La forte augmentation, ces dernières mois, des primes d'assurance en responsabilité de certains spécialistes, en l'occurrence les médecins échographistes, fait rebondir la polémique sur la stratégie d'opportunité des rares assureurs qui occupent encore le marché de la santé en France (après le désengagement des deux compagnies américaines, St Paul et Ace).
Le Dr Alain Choux, médecin doppleriste à Suresnes (92), président de l'Alliance pour le financement de la retraite des médecins (AFIRM), vient d'autoriser l'avocat du Lien (1), maître Lagrange, « à entreprendre tout contentieux » devant la direction générale de la Concurrence et de la Répression des fraudes (DGCCRF), « quant à l'attitude irresponsable des assureurs du Sou médical, d'une part, et de la MACSF (Mutuelle d'assurance du corps sanitaire français), d'autre part ». Selon le Dr Choux, les deux sociétés « ont multiplié par trois ou quatre » les primes d'assurance qui couvrent la responsabilité professionnelle des médecins échographistes pour qui « la cotisation exigée est passée de 600 à 2 110 euros », ces derniers mois. Une augmentation qu'il juge « scandaleuse », compte tenu de certaines « erreurs de gestion » passées (la MACSF vient de sauver - et d'absorber ? - le Sou en y injectant 30 millions d'euros), mais surtout de l'évolution de la législation qui, selon le Dr Choux, sera finalement très favorable aux assureurs. La plainte pour le compte de l'AFIRM devrait être déposée « avant la fin de la semaine » et il n'exclut pas d'autre recours « devant les tribunaux, cette fois ».

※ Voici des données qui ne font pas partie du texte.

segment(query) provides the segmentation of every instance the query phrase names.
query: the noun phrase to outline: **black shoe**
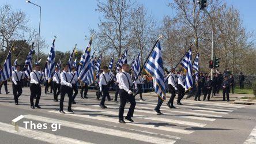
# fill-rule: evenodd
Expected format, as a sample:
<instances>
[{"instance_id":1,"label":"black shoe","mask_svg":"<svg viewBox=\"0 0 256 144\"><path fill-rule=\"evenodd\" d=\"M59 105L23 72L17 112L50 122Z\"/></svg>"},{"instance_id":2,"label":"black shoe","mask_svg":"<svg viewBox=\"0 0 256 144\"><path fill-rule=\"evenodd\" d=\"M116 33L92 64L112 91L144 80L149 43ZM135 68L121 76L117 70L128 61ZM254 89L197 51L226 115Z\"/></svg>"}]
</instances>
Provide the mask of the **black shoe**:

Risque « trois fois plus lourd »
Interrogé à propos de l'augmentation « opportuniste » des primes de certains spécialistes exposés au risque, Michel Dupuydauby, directeur général de la MACSF, est clair. « Que les médecins laissent aux assureurs le soin de faire le métier, résume-t-il. Moi, je ne m'amuserai pas à aller soigner les gens ». « Ce qui compte, explique-t-il, ce n'est pas simplement les ouvertures de déclaration (de sinistre) mais plutôt la probabilité que le médecin soit reconnu responsable ». Or, ajoute-t-il, « si le nombre de sinistres n'a pas explosé, il y a bien un changement. Avec la jurisprudence passée, l'ordre de grandeur était de un médecin sur quatre reconnu responsable, avec celle d'aujourd'hui, il y en a trois sur quatre, donc le risque est trois plus lourd qu'il l'était jadis ».
La loi Kouchner (4 mars 2002) et, surtout, la future loi About changent-elles profondément la donne pour les assureurs, comme l'affirme le Dr Choux ? « Ce n'est pas parce que des lois arrivent, tranche Michel Dupuydauby, que les choses changent brusquement. Ce que les médecins payent cette année, c'est en fonction de la jurisprudence qui prévalait avant que la loi Kouchner soit votée ».

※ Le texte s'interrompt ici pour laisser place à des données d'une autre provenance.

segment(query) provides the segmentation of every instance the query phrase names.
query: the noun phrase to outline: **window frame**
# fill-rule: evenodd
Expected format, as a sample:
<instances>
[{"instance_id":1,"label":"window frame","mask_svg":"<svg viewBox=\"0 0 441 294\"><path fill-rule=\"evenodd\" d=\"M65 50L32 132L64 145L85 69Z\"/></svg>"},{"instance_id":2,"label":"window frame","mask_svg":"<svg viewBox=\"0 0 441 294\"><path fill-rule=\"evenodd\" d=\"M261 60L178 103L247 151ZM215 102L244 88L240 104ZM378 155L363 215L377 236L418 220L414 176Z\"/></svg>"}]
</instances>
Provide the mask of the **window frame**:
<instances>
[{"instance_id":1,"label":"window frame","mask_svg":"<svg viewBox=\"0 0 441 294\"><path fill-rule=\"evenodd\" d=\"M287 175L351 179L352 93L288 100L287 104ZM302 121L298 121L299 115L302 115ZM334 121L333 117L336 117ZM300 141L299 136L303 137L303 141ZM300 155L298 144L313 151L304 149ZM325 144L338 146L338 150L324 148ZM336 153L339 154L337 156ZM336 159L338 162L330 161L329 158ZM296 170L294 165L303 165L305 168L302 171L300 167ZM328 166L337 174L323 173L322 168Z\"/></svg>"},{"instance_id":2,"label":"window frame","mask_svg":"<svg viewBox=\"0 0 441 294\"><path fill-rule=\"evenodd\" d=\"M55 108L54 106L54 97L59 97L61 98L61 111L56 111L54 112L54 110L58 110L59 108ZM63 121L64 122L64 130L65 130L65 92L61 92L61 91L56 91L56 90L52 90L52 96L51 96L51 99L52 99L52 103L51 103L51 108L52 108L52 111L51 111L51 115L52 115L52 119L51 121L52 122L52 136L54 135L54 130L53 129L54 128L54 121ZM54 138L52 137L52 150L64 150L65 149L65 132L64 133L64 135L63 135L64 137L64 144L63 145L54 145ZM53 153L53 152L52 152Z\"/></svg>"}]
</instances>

Quant au cas particulier des échographistes, il est apprécié prudemment par le directeur général de la MACSF. « Ils ne sont pas exonérés pour les erreurs de diagnostic, estime-t-il. Leur responsabilité a été peut-être sensiblement modifiée : mais il y a le préjudice moral et on a eu récemment des demandes de décision en première instance de préjudice moral à deux millions de francs... ». En conclusion, Michel Dupuydauby, n'est « pas capable de dire aujourd'hui, parce que c'est trop récent, comment les juges vont appliquer la loi Kouchner ». Et encore moins la loi About. D'où une prudence de Sioux, qui se traduit pour l'instant... par des augmentations de primes ciblées sur certains spécialistes.

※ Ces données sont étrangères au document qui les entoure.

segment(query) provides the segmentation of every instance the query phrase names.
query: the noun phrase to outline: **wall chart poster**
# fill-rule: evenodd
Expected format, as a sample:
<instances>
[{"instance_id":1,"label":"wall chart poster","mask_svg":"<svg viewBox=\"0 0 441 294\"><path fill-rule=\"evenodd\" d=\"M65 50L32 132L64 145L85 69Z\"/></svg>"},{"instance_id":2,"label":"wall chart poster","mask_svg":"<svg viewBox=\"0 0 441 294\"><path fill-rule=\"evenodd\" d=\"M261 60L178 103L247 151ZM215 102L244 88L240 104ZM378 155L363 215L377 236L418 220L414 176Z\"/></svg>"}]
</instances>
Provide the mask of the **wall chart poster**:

« Ne généralisons pas, met en garde Michel Dupuydauby. Sur 250 000 professionnels de santé assurés (par le Sou et la MACSF) , il y en 247 500 qui n'auront pas beaucoup de problèmes, c'est-à-dire tous ceux qui ont des exercices "normaux", les kinés, les généralistes, les chirurgiens-dentistes, etc. Pour tous ceux-là, on va rester dans une position d'attente ». Enfin, l'obligation pour la MACSF de rétablir les comptes dégradés du Sou médical ne va-t-elle pas peser, d'une manière ou d'une autre, sur les primes demandées aux médecins ? « Il n'y a pas, dans notre réflexion, de rattrapage sur le passé », assure Michel Dupuydauby.
Et dès que les choses seront plus « prévisibles », les tarifs baisseront à nouveau. Parole d'assureur.
(1) Association "le Lien", qui défend les victimes de dommages nosocomiaux.